Tuesday, November 26, 2013

500 Gluten Free Dishes

by Carol Beckerman

I don't know why it hadn't occurred to me sooner to review a cookbook. I have been loving this cookbook and cooking from it for a few months now. Now, yes, I am gluten-free, so my cookbooks are of the gluten-free variety. But don't let that turn you off if you aren't on a gluten-free diet! And if you are gluten-free, I highly recommend this one from the 500 series.

First of all, the book itself is small, which is perfect for those like me who have a painfully small kitchen and need to maximize space. It easily lays flat (non of that cookbook stand nonsense) and won't take up a lot of room on your counter (or windowsill, if you're like me). Best of all, the recipes are easy to follow. Yes, they require things like white rice flour, tapioca flour, xanthan gum, etc. But such is the life of a gluten-free cook/baker. You learn to live with it. And though I've only been cooking from this book for a few months, I already have a few go-to recipes.

The breakfast recipes in this cookbook are great. I don't like starting my day wired for sugar: cereal, french toast, waffles, etc. Every once-in-a-while I'll go for sweets in the morning, but, typically, I prefer savory dishes in the morning. And this cookbook doesn't disappoint: savory cheese & onion hotcakes, cheese & ham mini muffins (which I love and have made over and over), and the ham & cheese strata (for special occasions).

There are also great lunch options for those of us who can't just go out and grab a sandwich at work. Two of my favorites are the cranberry & pecan baked wild rice with shallots and the quinoa & avocado salad with orange dressing. They're perfect to take to work. They're make-ahead dishes that can last you through the week and are served cool.

The other great thing about this book is that it offers variations on each dish. There are dairy free options, different spice and herb combinations; it's super useful. I don't know that it's necessarily "the only compendium of gluten-free dishes you'll ever need," but it is a great staple to have in your gluten-free kitchen.

Thursday, November 14, 2013

The Creeps

by John Connolly

I waited years for this book. I so enjoyed The Gates and The Infernals, I couldn't wait for the third book in the Samuel Johnson series. But, as much as it pains me to say it, I was a little disappointed with The Creeps.

In The Creeps, the little town of Biddlecombe, England is once again threatened and invaded by forces of evil in the Multiverse. It falls to Samuel Johnson, his trusty dachshund Boswell, and friends (Dan and his morally questionable dwarves, Sargent Rowan and Constable Peel, Maria, Nurd and Wormwood (the two most endearing demons), and a rag-tag team of scientists (who helped start the whole mess in the first place) and assorted monsters/demons) to save not only Biddlecombe, but the Multiverse itself. The tears in space and time are explained, we find the reason for all the supernatural energy in Biddlecombe, and loose ends are tied.

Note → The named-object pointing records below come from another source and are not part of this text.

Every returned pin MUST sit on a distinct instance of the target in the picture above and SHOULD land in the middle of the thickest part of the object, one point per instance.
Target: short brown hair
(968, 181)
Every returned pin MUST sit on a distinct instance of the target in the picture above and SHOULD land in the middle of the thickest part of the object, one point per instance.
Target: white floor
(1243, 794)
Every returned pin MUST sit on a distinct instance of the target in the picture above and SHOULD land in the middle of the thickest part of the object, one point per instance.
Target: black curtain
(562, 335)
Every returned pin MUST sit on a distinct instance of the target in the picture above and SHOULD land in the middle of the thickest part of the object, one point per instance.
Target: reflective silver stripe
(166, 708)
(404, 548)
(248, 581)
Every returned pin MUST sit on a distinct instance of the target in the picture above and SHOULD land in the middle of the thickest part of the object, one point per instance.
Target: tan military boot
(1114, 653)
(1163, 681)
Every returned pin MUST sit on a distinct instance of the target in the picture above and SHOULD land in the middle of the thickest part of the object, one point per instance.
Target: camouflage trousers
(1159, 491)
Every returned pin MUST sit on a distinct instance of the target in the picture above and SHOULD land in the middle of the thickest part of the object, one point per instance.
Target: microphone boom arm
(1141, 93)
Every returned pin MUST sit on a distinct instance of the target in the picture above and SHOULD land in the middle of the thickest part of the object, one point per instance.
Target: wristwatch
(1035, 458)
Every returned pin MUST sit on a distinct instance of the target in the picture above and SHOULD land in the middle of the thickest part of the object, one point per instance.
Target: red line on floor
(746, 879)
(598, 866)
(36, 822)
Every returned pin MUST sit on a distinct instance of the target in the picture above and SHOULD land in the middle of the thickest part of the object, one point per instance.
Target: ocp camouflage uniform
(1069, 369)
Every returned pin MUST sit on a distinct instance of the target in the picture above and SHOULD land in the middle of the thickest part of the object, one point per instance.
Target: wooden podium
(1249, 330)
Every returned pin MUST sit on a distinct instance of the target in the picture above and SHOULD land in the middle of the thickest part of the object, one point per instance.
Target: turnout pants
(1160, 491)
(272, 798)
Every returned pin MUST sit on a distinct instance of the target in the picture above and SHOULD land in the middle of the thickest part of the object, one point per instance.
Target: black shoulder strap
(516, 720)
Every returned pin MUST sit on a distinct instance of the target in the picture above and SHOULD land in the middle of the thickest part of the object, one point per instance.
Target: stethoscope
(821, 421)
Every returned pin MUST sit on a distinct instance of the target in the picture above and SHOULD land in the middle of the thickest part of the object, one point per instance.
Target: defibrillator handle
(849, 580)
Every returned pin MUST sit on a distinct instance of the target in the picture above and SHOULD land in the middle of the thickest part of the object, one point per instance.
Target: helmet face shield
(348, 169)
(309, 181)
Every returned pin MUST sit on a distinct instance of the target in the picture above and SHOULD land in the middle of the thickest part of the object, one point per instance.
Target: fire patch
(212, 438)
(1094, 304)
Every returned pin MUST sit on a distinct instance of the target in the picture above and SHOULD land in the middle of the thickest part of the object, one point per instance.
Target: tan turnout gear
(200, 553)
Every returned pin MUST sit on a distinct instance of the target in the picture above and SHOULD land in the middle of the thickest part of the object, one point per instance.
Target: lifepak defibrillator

Connolly continues a trend in the series that I love, which is his use of footnotes. For me, they are where the book really shines, when Connolly breaks in, in his own voice, to make a bad pun, or explain a joke, or tell the reader about string theory. They are clever and a highlight of the book. Not only are these authorial intrusions funny and entertaining, they're informative as well. The book overall contains a lot of historical and scientific facts, but they tend to be concentrated in the footnotes. And they make me feel like a kid with an infinite capacity for curiosity. Everything is connected and interesting and leads to more facts to be discovered.

The Creeps, however, is a little too silly for my taste, as well as a little too complicated. The demon-possessed toys skew the humor too young. I realize that these books are aimed for younger readers, but the elves and teddy bears and poorly explained evil storybook characters just didn't do it for me. Connolly's previous demons and dark forces were much more creative (Nurd, Wormwood, Crudford, The Watcher, etc.). And the multi-layered Multiverse is complicated in The Creeps. The Shadow Kingdom vs. Hell vs. Earth. I think Hell vs. Earth was enough. I also wish The Creeps had been darker, which is what impressed me so much about The Infernals. The silly and the chthonic (thank you, Connolly, for introducing me to that word) were better balanced in the previous two books.

The major flaw in the Samuel Johnson books, I hate to say, are the culminating battle scenes. The build up to the epic showdowns between Samuel & co. and the demonic forces is long and intense, and just doesn't pay off. The final battle in The Creeps is over in two short chapters! And in all three books these climax scenes aren't very vivid or difficult for the forces of good to win (with maybe the exception of The Infernals). Connolly puts so much thought and finesse into the characters and their journeys, but ultimately disappoints.

However, I still love the Samuel Johnson series. I want to recommend it to everyone, regardless of age. They're books that I really do think have something for everyone (unless you hate fantasy/science fiction, but even so, I think these books could change your mind). The series is enjoyable and fun, and they're great books to get lost in. The Infernals, for sure, is my favorite in the series, but I still recommend The Creeps. (You can't abandon a series 2/3 of the way through!)